On the way home after a day working with the inspired young composers at York University. In the middle of the day, a happy return to the rhapsodic revolution of the Polish avantgarde of the 1960’s-performing Penderecki 1 with Lutoslawski. Nicola Lefanu was at the concert, and of course, talk turned to Schubert, much in all of our minds at the moment. I mentioned a note that I received from Jeremy Dale Roberts, this morning, a rather more penetrating insight into Schubert’s psyche than mine:
I think the Schubert is one of the most terrifying, dismaying pieces EVER.

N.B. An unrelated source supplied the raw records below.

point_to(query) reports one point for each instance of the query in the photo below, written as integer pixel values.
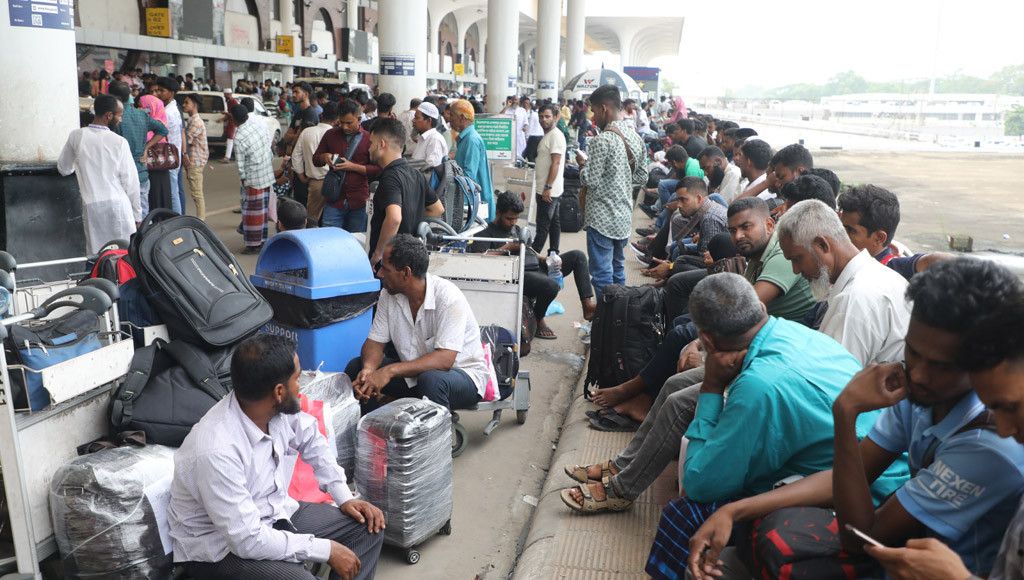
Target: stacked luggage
(403, 466)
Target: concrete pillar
(185, 65)
(503, 51)
(402, 49)
(549, 24)
(34, 130)
(286, 10)
(576, 25)
(353, 24)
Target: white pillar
(503, 51)
(286, 10)
(402, 49)
(576, 25)
(549, 25)
(353, 24)
(185, 65)
(34, 130)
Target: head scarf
(155, 108)
(680, 110)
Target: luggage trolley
(35, 444)
(493, 285)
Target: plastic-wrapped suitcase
(335, 389)
(403, 466)
(104, 509)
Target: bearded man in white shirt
(431, 146)
(229, 513)
(865, 308)
(107, 176)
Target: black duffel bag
(168, 389)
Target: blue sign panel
(55, 14)
(398, 65)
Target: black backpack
(628, 327)
(168, 389)
(194, 283)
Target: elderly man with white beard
(865, 308)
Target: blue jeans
(607, 264)
(176, 193)
(351, 220)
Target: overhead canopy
(584, 84)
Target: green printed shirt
(609, 184)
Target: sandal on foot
(578, 473)
(603, 412)
(614, 422)
(546, 333)
(590, 505)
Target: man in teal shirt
(471, 154)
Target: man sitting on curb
(967, 480)
(537, 284)
(776, 421)
(432, 330)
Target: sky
(735, 43)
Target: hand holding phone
(863, 536)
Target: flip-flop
(546, 334)
(617, 423)
(605, 412)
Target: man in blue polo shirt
(967, 481)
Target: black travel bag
(194, 283)
(168, 389)
(628, 327)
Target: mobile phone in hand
(864, 536)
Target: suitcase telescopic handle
(83, 297)
(107, 286)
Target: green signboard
(496, 130)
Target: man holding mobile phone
(346, 148)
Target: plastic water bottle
(555, 268)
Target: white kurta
(107, 177)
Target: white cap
(428, 110)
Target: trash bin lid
(322, 262)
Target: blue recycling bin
(323, 290)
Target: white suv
(212, 108)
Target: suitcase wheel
(412, 555)
(460, 440)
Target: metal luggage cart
(34, 445)
(493, 285)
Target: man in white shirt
(432, 329)
(866, 309)
(407, 120)
(723, 178)
(550, 179)
(431, 146)
(753, 159)
(229, 513)
(107, 176)
(165, 89)
(302, 160)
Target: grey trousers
(658, 438)
(321, 520)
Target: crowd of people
(818, 382)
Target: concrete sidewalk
(562, 543)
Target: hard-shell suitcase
(403, 466)
(194, 283)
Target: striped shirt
(230, 486)
(253, 152)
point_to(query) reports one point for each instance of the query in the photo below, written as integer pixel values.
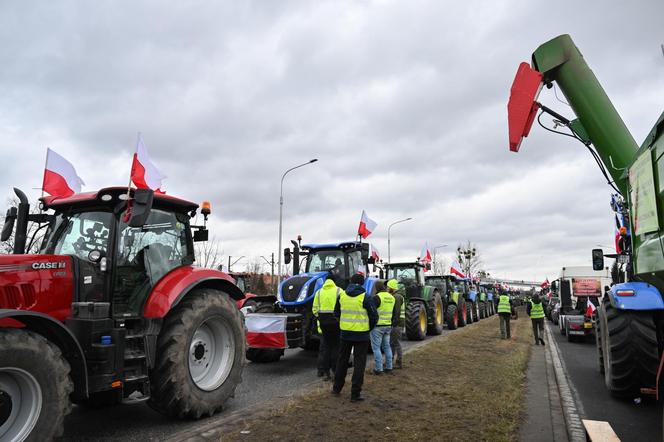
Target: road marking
(575, 428)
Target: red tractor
(112, 310)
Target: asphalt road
(630, 421)
(261, 382)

The major/minor thing – the same pull (a Punch and Judy push me/pull you:
like tragic/comic masks fighting, James Ensor) as the quintet – it’s not
sentimental or glib in a Mahlerian way; it’s schizo. Most alarming and kind
of macabre in the finale. I haven’t followed it up, but I wonder if the
homosexual thing that some people have made such a meal of might not lurk
there somewhere? It can’t have been a very comfortable position to be in, in
Metternich’s Vienna. And that obstinate Geschrei, G-B flat, in the slow
movt. is unhinged: he really did look into the abyss (genuine, not Gothick).

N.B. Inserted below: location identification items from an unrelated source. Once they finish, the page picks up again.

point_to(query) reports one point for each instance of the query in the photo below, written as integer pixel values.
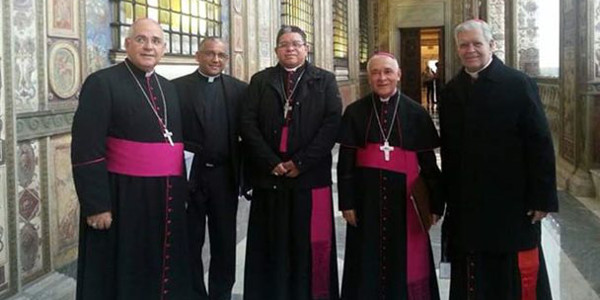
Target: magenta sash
(417, 240)
(144, 159)
(321, 232)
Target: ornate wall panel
(569, 60)
(25, 62)
(496, 17)
(528, 37)
(30, 207)
(265, 40)
(97, 35)
(550, 96)
(596, 131)
(4, 259)
(64, 70)
(65, 207)
(597, 39)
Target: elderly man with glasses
(127, 154)
(289, 126)
(209, 107)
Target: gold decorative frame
(64, 69)
(63, 18)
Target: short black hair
(291, 28)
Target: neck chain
(287, 107)
(386, 148)
(166, 133)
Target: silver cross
(167, 134)
(386, 148)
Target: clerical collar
(475, 74)
(137, 70)
(294, 69)
(385, 100)
(210, 79)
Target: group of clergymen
(143, 213)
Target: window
(299, 13)
(340, 34)
(363, 27)
(538, 37)
(184, 22)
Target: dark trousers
(214, 198)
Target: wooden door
(410, 62)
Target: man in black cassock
(209, 103)
(386, 142)
(289, 124)
(127, 159)
(498, 172)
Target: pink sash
(144, 159)
(417, 240)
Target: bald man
(127, 157)
(386, 144)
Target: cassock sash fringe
(321, 230)
(529, 265)
(417, 240)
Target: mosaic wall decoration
(29, 207)
(265, 44)
(63, 18)
(496, 18)
(64, 69)
(24, 33)
(97, 33)
(528, 37)
(66, 206)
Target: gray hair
(383, 54)
(212, 39)
(474, 24)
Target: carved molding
(43, 124)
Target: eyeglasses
(294, 44)
(212, 55)
(142, 40)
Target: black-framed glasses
(211, 55)
(142, 40)
(294, 44)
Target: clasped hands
(287, 169)
(350, 217)
(100, 221)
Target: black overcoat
(192, 106)
(497, 160)
(312, 134)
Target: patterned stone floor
(571, 243)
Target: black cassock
(388, 255)
(144, 254)
(498, 164)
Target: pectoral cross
(386, 148)
(287, 108)
(167, 134)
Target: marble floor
(571, 243)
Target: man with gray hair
(498, 174)
(386, 151)
(127, 157)
(209, 109)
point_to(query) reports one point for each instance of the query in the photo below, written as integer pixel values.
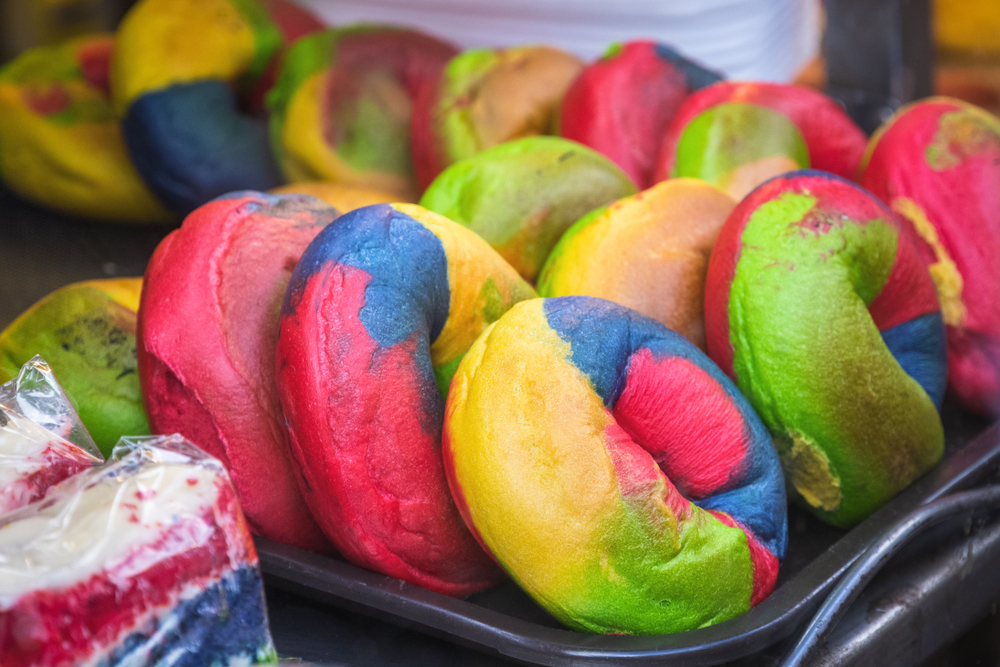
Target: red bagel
(207, 329)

Who else? (Jeremy Dale Roberts)
As always, we learnt from our students than they from us, and it was a particular pleasure to see Ben Gait’s quartet working so well in the concert alongside the Penderecki and Lutoslawski Quartets. But the Schubert G major still hanging over all of our conversations, from the diabolical mechanism of the last movement, through to the appearance of true Winterreise lyricism in the second.